Ora occorre monitorare l’applicazione di quanto stabilito. Proprio per questo è stata istituita la Rete antiviolenza della provincia di Alessandria alla quale hanno formalmente aderito i Comuni di Casale Monferrato, Novi Ligure, Tortona e Valenza, mentre i Comuni di Ovada e Acqui Terme hanno già assicurato il loro fattivo apporto in vista dell’adesione.

La procedura “Codice Viola.

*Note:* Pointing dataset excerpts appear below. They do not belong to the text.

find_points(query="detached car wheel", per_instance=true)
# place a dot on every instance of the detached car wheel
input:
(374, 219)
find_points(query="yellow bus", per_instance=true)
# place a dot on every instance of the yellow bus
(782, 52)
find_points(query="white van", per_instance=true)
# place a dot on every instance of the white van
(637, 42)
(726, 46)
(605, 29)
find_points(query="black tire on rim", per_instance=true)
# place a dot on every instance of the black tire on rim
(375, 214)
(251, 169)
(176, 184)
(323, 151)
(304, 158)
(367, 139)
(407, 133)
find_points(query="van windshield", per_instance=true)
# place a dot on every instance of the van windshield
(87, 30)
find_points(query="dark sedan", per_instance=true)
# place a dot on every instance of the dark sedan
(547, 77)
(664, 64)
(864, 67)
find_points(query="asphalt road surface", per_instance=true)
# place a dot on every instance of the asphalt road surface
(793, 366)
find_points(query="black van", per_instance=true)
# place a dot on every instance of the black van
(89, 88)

Le dimissioni assistite da pronto soccorso o reparto ospedaliero nei casi di donne che hanno subito violenza” e le “Linee guida per la presa in carico, da parte dei servizi sociali, di donne vittime di violenza” sono state adottate dal CISSACA, dal CISA Consorzio Intercomunale Socio-Assistenziale del Tortonese, dal CSP Consorzio Servizi alla Persona del Novese e dall’ASL AL Direzione Servizi Sociali, ente gestore dei summenzionati servizi per il Distretto di Casale Monferrato e Valenza.

L’Assessore alle Politiche di Genere del Comune di Alessandria, Maria Teresa Gotta, sottolinea l’importante sforzo compiuto dall’Amministrazione comunale alessandrina, seppure in un periodo non facile e con penuria di mezzi e risorse, per assicurare il successo di questa iniziativa davvero ambiziosa ma, soprattutto, importante per le bambine, le ragazze e le donne di ogni età, di ogni estrazione sociale, di ogni orientamento politico e afferma: “Non smetteremo di impegnarci: la progettualità e il lavoro di rete permettono di ottenere molto più di quanto non si possa fare da soli. Proseguiremo su questa strada e siamo in attesa del lancio del Piano nazionale antiviolenza”.